What we got wrong about Caitlin Clark

There’s one thing I got wrong (or at least vastly underestimated) about Caitlin Clark’s impact on the WNBA. There’s also one thing I think almost everyone got wrong about the WNBA’s reaction to Caitlin Clark and her impact on the league.

The WNBA playoffs begin Sunday, with Clark’s Indiana Fever scheduled to face the Connecticut Sun in a best-of-three series.

The league has historically struggled to garner ratings or attention outside of hardcore fans, especially when faced with competition from pro and college football. Last year’s playoffs averaged just 728,000 viewers on ESPN — actually up more than 30 percent, but still a paltry number. The playoffs overall averaged just 470,000 viewers.

Not this time.

This is the Clark factor I didn’t see coming.

Would her arrival, after a legendary and legendarily popular career at the University of Iowa, bring more attention and new fans? Absolutely. Clark is one of the most popular athletes in the United States. Television ratings, media attention, jersey sales, etc., were all going to skyrocket.

That said, interest in one level of the sport doesn’t always equate to interest in the next level, or a different level. The U.S. Women’s National Soccer Team has emerged from World Cups and Olympic golds with plenty of momentum and mega-famous stars — Alex Morgan, Hope Solo, Carli Lloyd, etc. However, the impact on the National Women’s Soccer League has been a rebound, not a sustained surge.

While Clark’s style of play was a crowd-pleaser, he also benefited from some built-in factors.

First, Iowa has a much larger fan base than any WNBA team, so it didn’t need to create a Hawkeyes fan base when it came to Des Moines; it just needed to get a larger percentage of Hawkeyes fans interested in women’s basketball. Second, most of its biggest games were against equally (or even more) popular teams: Ohio State, Indiana, Connecticut, LSU, South Carolina, etc.

Clark and Iowa became an event wherever they went. That’s different from what happens every night.

Then there was the NCAA Tournament draw: the brackets, the home-and-away, the time in March/April when the country focuses on basketball. The women’s Final Four always trumps the WNBA.

Caitlin Clark has drawn more attention to the WNBA than the league has in its entire history. (Justin Casterline/Getty Images)

The 2024 national title game between Iowa and South Carolina drew a staggering 18.9 million viewers, but how many of them would follow Clark through an extended WNBA regular season without the drama of March Madness? Would they watch any boring July games?

Well, many of them did. The WNBA’s ratings growth this year was almost unimaginable.

ESPN reports it averaged 1.2 million viewers for its games, up from 440,000 the year before. By comparison, the NBA’s average rating last season for games on ESPN and TNT was 1.56 million. About 3.44 million watched the WNBA All-Star Game versus 5.5 million for the NBA All-Star Game.

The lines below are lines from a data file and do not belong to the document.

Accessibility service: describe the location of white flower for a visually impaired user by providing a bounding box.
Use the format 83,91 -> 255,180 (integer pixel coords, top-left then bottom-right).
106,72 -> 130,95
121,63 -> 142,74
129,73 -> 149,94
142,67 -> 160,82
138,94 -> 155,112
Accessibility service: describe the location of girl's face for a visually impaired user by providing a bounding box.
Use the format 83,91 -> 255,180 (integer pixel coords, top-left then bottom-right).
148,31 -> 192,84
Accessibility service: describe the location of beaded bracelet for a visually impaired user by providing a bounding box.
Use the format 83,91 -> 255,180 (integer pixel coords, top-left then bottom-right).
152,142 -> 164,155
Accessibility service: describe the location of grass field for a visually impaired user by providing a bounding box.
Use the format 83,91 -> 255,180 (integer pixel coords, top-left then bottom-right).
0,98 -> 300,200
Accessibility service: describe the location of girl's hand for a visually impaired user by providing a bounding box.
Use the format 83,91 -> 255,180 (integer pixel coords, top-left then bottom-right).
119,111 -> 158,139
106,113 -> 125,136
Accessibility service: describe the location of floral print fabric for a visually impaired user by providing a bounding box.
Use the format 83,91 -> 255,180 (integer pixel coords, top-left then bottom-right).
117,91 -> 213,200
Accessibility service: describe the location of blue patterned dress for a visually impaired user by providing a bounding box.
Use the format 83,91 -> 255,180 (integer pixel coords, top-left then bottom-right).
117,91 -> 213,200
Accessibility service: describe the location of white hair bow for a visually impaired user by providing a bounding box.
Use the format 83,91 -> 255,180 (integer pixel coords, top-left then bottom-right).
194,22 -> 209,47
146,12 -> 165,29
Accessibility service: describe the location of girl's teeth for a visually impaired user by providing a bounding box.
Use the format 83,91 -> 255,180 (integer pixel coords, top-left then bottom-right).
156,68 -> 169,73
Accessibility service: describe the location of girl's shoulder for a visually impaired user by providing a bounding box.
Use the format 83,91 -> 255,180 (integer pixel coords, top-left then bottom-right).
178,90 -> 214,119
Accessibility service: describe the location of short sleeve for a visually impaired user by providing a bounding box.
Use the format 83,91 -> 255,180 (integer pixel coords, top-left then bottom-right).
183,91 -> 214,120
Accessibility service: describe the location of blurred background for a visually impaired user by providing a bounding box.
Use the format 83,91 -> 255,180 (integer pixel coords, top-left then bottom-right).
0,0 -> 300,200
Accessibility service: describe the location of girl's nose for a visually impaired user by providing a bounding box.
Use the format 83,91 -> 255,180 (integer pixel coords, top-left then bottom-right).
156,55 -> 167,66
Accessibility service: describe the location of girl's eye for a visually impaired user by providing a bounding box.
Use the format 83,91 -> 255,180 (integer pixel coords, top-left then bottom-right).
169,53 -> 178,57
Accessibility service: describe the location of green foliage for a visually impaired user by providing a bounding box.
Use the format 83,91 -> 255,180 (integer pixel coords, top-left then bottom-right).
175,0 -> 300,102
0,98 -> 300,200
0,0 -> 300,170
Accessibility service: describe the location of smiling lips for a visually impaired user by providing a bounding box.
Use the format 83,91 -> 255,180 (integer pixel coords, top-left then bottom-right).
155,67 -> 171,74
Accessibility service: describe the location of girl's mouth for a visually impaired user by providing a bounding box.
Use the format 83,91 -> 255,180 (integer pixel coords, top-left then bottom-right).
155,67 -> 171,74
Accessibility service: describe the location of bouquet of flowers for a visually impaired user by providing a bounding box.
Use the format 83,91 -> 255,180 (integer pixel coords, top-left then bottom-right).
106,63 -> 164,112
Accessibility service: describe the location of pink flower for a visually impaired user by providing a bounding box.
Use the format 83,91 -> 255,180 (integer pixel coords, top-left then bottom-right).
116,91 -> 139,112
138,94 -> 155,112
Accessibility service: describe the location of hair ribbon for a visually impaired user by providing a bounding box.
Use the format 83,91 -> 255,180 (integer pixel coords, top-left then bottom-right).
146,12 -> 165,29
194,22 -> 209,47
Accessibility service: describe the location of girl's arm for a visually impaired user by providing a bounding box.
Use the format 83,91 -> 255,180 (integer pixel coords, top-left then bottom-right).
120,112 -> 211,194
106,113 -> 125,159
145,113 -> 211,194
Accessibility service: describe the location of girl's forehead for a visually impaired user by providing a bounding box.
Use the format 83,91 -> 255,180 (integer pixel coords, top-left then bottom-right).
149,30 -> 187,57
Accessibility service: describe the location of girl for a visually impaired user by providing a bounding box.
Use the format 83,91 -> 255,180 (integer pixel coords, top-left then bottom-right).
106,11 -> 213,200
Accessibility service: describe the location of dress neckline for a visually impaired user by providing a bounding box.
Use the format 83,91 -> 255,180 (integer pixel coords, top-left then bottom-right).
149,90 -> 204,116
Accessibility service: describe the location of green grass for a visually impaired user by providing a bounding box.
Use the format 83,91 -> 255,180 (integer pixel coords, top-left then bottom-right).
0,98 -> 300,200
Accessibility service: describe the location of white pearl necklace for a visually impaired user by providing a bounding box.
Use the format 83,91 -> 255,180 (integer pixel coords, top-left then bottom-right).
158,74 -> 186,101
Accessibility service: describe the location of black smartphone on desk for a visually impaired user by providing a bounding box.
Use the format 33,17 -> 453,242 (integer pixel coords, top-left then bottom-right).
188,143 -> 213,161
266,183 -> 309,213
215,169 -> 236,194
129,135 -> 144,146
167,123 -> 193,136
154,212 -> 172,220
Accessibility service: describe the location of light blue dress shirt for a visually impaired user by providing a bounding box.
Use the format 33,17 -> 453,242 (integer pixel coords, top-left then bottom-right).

The Fever alone accumulated five games with more than two million viewers and 18 with more than one million. And this did not only happen on Sunday afternoons on ABC.

The Friday night game against Chicago drew 1.6 million viewers to Ion, easily the largest audience in the discrete cable network’s history. Two games on NBATV recorded 600,000 or more viewers.

Clark’s fans came and didn’t leave. They followed every game. Some of them, no doubt, started watching other teams, too. Yes, Clark was the main attraction, but more people know about the brilliance of A’ja Wilson and Breanna Stewart today than they did a year ago.

This suggests that while the Fever’s playoff ratings could set new records, there may be a sustained, extended push for all postseason games that goes far beyond any reasonable expectations (mine in particular) of what Clark was going to deliver.

Now, the part that seemed to concern the league and many of its fans. Clark demanded enormous attention and sold-out crowds wherever he went. With that came understandable resentment from returning players and many longtime fans.

There was endless complaining about how WNBA players and coaches should embrace and thank Clark for what she was doing for the league. But having so many pushbacks (or sometimes literally being torn down) made the league even more interesting.

The best thing that happened to everyone was the indifference and harsh fouls, the Olympic “snub” and the seeming dismissal by Sheryl Swoopes and the TV commentators. The more Clark was fired up, the more reason her fans (and all fans) had to tune in to see how she responded.

Rivalries are great for sports. Controversies sell. Had Clark been embraced, accepted and praised, the 2024 season would have lacked the spice that has made it an even more intriguing event.

Clark slowly adapted to the physicality of the WNBA as her teammates adjusted to her style of play. She enters the playoffs as one of the league’s top five players and now regularly scores 25 to 30 points per game while knocking down three-pointers and throwing passes the length of the court. That’s what attracted so many people to her in the first place.

No, there probably won’t be a playoff game that reaches 18.9 million viewers, but Caitlin Clark has not only surpassed the levels of popularity expected as a rookie, the resilience surrounding her and her success has helped her in that quest.

The first game will be played on Sunday, against the NFL. This time, a lot of people will be watching it anyway.